Masyarakat menghormatinya sebagaimana mereka menghormati Ajengan Suhon,
masyarakat menjunjungnya sebagaimana mereka menjadikan Ajengan Suhon junjungan,
mudahnya, Ceng Yana memiliki segala apa yang pernah dimiliki oleh Ajengan
Suhon. Sampai suatu hari, setelah pulang dari pengajian, ibu berkata
padaku bahwa mulai besok kita harus mengusir anjing-anjing kami dari rumah, tak
mau tahu dengan cara apa yang penting segala anjing-anjing lenyap dari kampung.
Ibu
menuturkan, adalah Ceng Yana yang berkata bahwa
jika ingin desa kami menjadi desa berkah, maka masyarakat desa harus mengusir
anjing-anjing mereka dari rumah. Sebab anjing adalah binatang najis, sebab
anjing adalah binatang yang menjijikan yang menjadi sebab sebuah rumah tak akan
pernah dimasuki oleh Malaikat. Bagaimana bisa desa kami dapat
mendapat berkah jika Malaikat saja ogah mampir ke rumah-rumah. Anjing adalah
binatang najis, dan tak pantas untuk sekadar dipelihara apalagi dijadikan
kawan. Maka ibu-ibu, mulai besok usir segera anjing-anjing dari rumah. Atau
kalau kasihan, jual saja itu anjing-anjing pada orang-orang Cina dan kalau
mereka enggan membelinya maka berikan saja tanpa perlu minta bayaran.
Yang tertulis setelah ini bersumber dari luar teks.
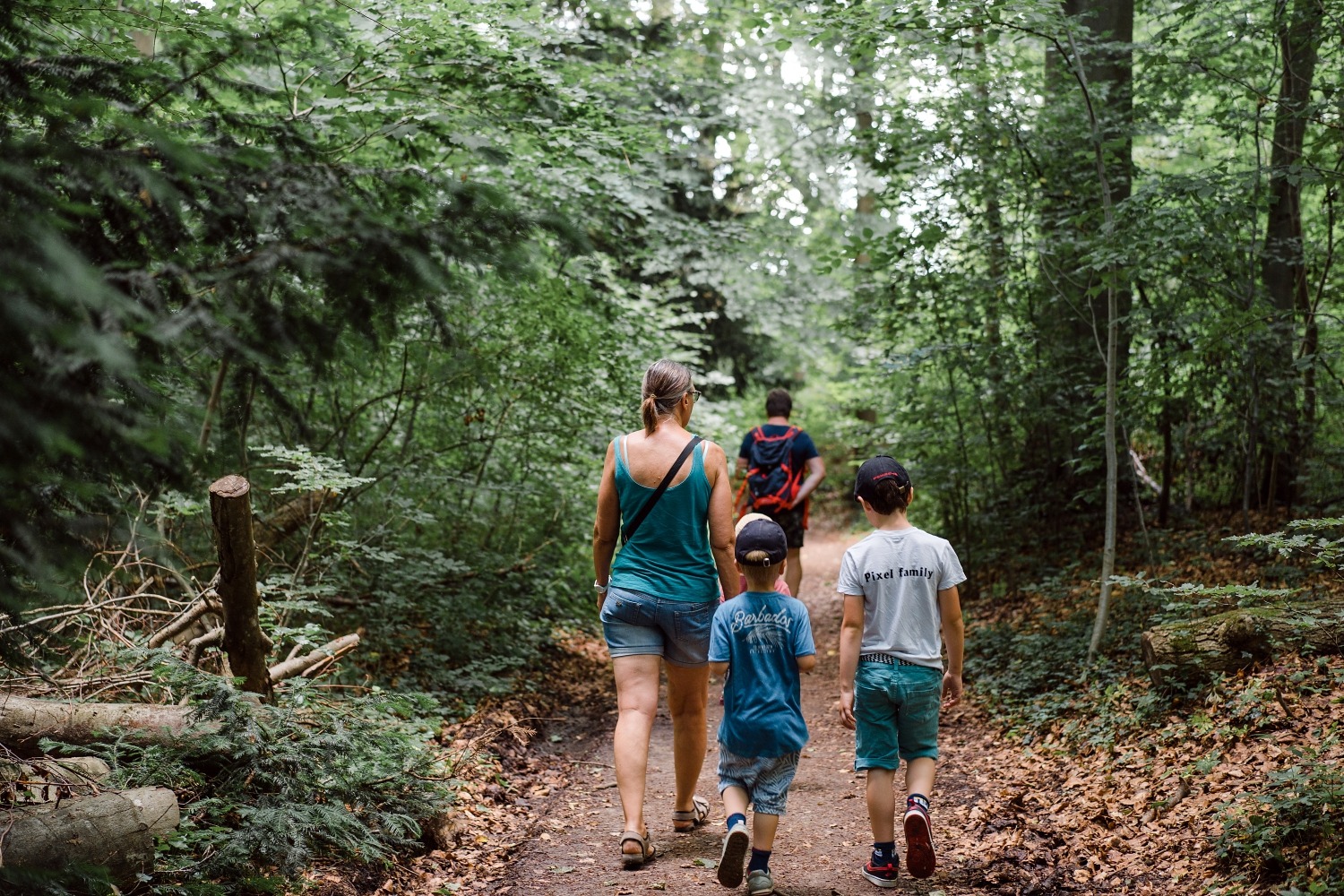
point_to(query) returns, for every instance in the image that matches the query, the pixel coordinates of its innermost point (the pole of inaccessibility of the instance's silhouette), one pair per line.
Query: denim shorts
(639, 624)
(765, 778)
(897, 712)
Lagi pula
tak ada berkahnya uang dari hasil menjual anjing, sebab anjing binatang najis.
Haram hukumnya ibu-ibu punya anjing di rumah, apapun alasannya. Tak boleh!
Demikianlah
kemudian Ceng Yana selalu menyelipkan ceramah mengenai kenajisan dan keharaman
anjing untuk dipelihara pada setiap kesempatan, di pesantren pada
santri-santri, di pengajian pada ibu-ibu dan bapak-bapak, di sekolahan pada murid-murid,
saat jum’atan atau dalam ceramah-ceramah umum. Padahal kata bapak, selama ini
Ajengan Suhon tak pernah membesar-besarkan perkara masyarakat yang doyan
memelihara anjing, dan kalaupun ada seseorang bertanya padanya maka Ajengan
Suhon hanya akan berkata dengan santai bahwa “kalau mau pelihara ya pelihara
saja.”
Memang
ada beberapa warga yang bertanya sekaligus mengadu pada Ajengan Suhon mengenai
sikap Ceng Yana ini, namun Ajengan Suhon telah begitu sepuhnya untuk mengurusi
hal demikian, beliau sudah tak ada tenaga. Maka meski enggan, demi menghormati
Ajengan Suhon, warga terutama para petani mulai mengusir anjing-anjing mereka
dari rumah. Kebanyakan warga memilih untuk menjualnya pada orang-orang Cina
meski dengan harga murah, ada juga warga yang memberikannya secara cuma-cuma,
dan anjing-anjingku, kuberikan pada seorang teman dari luar kecamatan.
Begitulah
lalu kampung-kampung menjadi sepi dari gonggongan anjing-anjing, orang-orang
luar desa mulai bebas berkeliaran di desa kami, dan awal petaka ini
bermuara. Sebab anjing-anjing telah diusir karena najis, sebab anjing-anjing
telah disingkirkan karena haram, sebab anjing-anjing tak lagi dapat dijadikan
kawan, maka bangsat-bangsat serasa berulang tahun setiap minggunya. Maka
demikianlah aku, Si Gerandong, Si Nyanyuk, Si Fauzi Buluk,
dan Si JI alias Jang Idang kemudian luntang-lantung menyangkut di pos
ronda keparat ini. Dan sesungguhnya aku, merindukan anjing-anjingku.